With occasional spells on the sidelines, Shelley retained his place at right-half for the next two seasons, but for 1929–30 his appearances were more irregular with, first, Bradford and then Arthur Wilson taking over. In the following season, Shelley had a long run at centre-half, with Harkus having left the club, before handing over to Johnny McIlwaine. Shelley's final season was 1931–32 when he was used as cover for McIlwaine in the centre or Frank Campbell on the right, with his final appearance being away to Plymouth Argyle on 16 April 1932.

Shelley was not selected for full international honours, but was a member of an F.A. XI which toured South Africa in 1929.

In his long playing career for Southampton, he made 410 league and 38 FA Cup appearances, scoring nine goals.

==Coaching career==
Following his retirement from playing, he remained at The Dell as coach to the club's first "nursery" team which competed in the Hampshire League. His success with the youngsters led to him being asked by manager George Kay to take over as first-team trainer following the retirement of his mentor, Bert Lee in 1935.

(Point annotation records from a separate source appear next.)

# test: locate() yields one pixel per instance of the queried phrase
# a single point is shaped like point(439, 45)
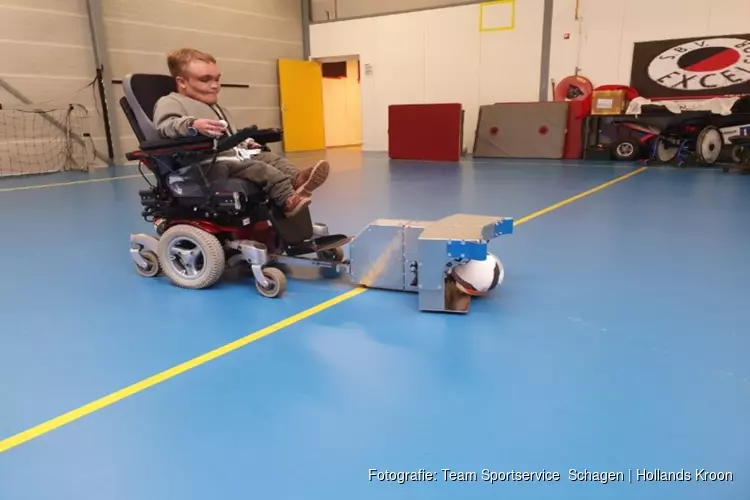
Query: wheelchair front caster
point(152, 269)
point(276, 283)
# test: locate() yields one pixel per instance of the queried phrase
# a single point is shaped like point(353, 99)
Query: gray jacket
point(173, 113)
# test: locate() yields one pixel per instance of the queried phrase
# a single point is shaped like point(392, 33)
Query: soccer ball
point(479, 277)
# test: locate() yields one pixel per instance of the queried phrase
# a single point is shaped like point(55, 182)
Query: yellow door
point(301, 96)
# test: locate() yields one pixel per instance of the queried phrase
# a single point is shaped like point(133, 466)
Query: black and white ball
point(479, 277)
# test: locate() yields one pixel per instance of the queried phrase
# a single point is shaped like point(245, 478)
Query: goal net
point(35, 139)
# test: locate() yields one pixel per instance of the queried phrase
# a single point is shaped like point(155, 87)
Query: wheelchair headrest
point(141, 92)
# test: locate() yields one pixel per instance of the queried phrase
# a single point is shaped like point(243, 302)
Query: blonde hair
point(180, 58)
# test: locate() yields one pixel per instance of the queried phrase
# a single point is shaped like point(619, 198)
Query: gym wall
point(46, 55)
point(246, 36)
point(435, 56)
point(327, 10)
point(440, 55)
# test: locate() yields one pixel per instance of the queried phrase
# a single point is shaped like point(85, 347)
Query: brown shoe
point(310, 179)
point(294, 204)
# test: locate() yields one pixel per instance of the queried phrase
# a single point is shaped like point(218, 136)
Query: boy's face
point(201, 82)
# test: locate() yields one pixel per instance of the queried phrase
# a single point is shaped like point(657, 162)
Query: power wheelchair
point(204, 227)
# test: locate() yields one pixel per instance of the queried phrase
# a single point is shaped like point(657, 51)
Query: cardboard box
point(608, 102)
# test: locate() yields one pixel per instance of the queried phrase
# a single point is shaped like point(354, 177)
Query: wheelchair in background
point(204, 227)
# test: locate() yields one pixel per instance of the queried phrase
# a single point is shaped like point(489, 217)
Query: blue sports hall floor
point(618, 343)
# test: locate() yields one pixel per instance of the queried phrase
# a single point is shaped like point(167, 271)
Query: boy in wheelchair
point(194, 110)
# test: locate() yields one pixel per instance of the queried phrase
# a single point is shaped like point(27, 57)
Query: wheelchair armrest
point(171, 146)
point(261, 136)
point(203, 143)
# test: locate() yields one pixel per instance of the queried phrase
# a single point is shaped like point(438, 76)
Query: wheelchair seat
point(142, 92)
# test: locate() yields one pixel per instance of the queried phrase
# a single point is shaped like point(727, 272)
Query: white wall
point(342, 102)
point(46, 55)
point(601, 42)
point(436, 56)
point(440, 55)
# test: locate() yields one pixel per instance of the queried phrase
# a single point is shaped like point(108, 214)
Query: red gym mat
point(577, 113)
point(425, 132)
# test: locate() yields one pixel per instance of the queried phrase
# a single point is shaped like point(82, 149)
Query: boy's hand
point(211, 128)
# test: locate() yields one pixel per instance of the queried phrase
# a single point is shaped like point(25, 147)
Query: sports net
point(39, 140)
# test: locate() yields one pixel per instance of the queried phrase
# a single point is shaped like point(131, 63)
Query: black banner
point(692, 67)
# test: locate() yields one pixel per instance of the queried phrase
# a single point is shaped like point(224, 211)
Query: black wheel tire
point(153, 268)
point(626, 151)
point(277, 282)
point(708, 145)
point(210, 257)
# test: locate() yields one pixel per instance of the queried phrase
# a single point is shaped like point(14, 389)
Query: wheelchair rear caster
point(272, 284)
point(152, 267)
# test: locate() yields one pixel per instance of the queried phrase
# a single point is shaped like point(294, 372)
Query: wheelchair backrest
point(141, 93)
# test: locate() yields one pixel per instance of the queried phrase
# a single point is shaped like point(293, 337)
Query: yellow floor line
point(101, 403)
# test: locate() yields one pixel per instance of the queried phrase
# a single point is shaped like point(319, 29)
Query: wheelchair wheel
point(626, 150)
point(276, 283)
point(153, 268)
point(190, 257)
point(708, 145)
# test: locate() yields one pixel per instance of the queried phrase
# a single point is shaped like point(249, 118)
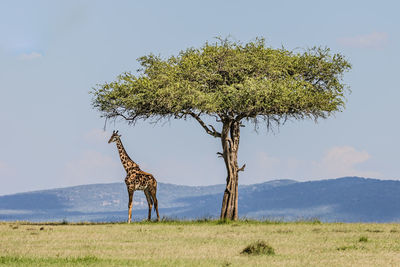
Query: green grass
point(202, 242)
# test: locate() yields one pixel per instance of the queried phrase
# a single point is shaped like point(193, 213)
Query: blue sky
point(53, 52)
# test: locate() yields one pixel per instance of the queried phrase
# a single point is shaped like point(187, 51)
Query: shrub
point(259, 248)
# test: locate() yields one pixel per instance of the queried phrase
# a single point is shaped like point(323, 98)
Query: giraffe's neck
point(125, 159)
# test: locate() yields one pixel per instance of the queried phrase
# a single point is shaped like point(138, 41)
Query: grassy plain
point(198, 243)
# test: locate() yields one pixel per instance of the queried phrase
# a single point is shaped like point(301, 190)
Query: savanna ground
point(198, 243)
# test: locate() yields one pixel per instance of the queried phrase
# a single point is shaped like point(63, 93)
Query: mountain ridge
point(347, 199)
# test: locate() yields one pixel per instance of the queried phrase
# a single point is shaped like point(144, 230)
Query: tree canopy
point(229, 80)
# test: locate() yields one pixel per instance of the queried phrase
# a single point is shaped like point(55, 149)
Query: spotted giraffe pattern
point(136, 179)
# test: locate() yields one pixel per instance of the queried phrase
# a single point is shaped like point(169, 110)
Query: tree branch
point(242, 168)
point(211, 131)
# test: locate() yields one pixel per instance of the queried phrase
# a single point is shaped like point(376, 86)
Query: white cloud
point(5, 170)
point(372, 40)
point(342, 161)
point(336, 162)
point(30, 56)
point(93, 167)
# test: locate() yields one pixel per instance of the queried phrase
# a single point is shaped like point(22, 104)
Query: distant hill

Saints started the 1935–36 season (their fiftieth season since the club's foundation in 1885) with four wins and two draws from their first six matches, but were unable to sustain this form and in the period to the New Year they won only three more matches. After another poor season, in which the Saints finished in seventeenth place, nine members of the board resigned and George Kay left to take over at Liverpool, taking Shelley with him.

At Anfield, Shelley was a part of George Kay's coaching staff, helping the Reds take the English Football League championship in 1946–47. After Kay's retirement in 1951, Shelley remained a member of the coaching staff under Don Welsh until 1956.

Shelley remained in Liverpool for the rest of his life, dying there in December 1971, aged 72.